In assessing Plaintiff's RFC, the ALJ found that Plaintiff could perform sedentary work as defined in 20 C.F.R. § 416.967(a), subject to certain limitations. (R. at 19.) Plaintiff should avoid heights, steps and dangerous or moving machinery, and should have minimal exposure to temperature extremes. (R. at 19.) Plaintiff could only occasionally stoop, squat, kneel, crouch and crawl, and could never reach overhead with his left upper extremity. (R. at 19.) Plaintiff's reaching, fingering and handling could be frequent at times, but not repetitive, with left hand assist at desk-level only. (R. at 19.) Plaintiff required use of a cane for ambulation and, due to pain levels, could only perform entry level, unskilled work. (R. at 19.)

At step four, the ALJ found Plaintiff had no past relevant work. (R. at 21.) At step five, the ALJ determined that Plaintiff could perform jobs existing in significant numbers in the national economy. (R. at 22.) Therefore, Plaintiff did not qualify as disabled under the Act. (R. at 23.)

IV. ANALYSIS

Plaintiff, forty-eight years old at the time of this Report and Recommendation, previously worked as a warehouse worker. (R. at 200, 205.) He applied for Social Security Benefits, alleging disability from two knee reconstruction surgeries, tears of the ACL and shoulder injuries, with an alleged onset date of November 1, 1998. (R. at 79.) Plaintiff's appeal to this Court alleges that the ALJ erred in failing to provide for Plaintiff's severe limitations stemming from knee pain and in relying upon testimony that the vocational expert ("VE") delivered in response to an incomplete hypothetical. (Pl.'s Mem. at 6-10.) For the reasons set forth below, the ALJ did not err in his decision.

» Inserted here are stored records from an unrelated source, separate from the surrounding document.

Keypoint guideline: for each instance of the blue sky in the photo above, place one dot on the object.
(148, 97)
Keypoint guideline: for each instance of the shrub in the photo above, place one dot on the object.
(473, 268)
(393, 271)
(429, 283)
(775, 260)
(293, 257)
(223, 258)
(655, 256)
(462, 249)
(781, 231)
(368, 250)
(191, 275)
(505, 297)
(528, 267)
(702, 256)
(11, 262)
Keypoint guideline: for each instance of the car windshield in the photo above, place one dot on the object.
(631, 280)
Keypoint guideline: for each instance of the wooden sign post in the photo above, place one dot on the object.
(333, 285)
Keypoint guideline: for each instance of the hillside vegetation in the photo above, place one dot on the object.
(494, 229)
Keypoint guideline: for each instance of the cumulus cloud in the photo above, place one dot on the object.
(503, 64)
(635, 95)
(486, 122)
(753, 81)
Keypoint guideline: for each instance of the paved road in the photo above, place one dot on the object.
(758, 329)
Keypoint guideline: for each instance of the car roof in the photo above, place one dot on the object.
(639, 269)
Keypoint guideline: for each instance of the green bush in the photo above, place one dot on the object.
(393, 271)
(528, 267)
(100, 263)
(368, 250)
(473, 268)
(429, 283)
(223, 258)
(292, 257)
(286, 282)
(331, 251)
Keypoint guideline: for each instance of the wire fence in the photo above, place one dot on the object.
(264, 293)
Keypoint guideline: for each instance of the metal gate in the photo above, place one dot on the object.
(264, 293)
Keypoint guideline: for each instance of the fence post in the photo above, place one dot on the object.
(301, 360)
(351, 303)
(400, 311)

A. The ALJ did not err in assessing Plaintiff's RFC.

Plaintiff argues that the ALJ erred in assessing Plaintiff's RFC, because the ALJ did not provide for Plaintiff's severe limitations stemming from his chronic knee pain. (Pl.'s Mem. at 6.) Specifically, Plaintiff alleges that the ALJ failed to consider the recommendation of treating orthopedist Henry Shaia, M.D., that Plaintiff should consider restricting activity levels as evidence of Plaintiff's disabling knee pain. (Pl.'s Mem. at 8-9.) Defendant responds that substantial evidence supports the ALJ's decision. (Def.'s Mot. For Summ. J. and Mem. in Supp. ("Def.'s Mem.") (ECF No. 12) at 10-12.)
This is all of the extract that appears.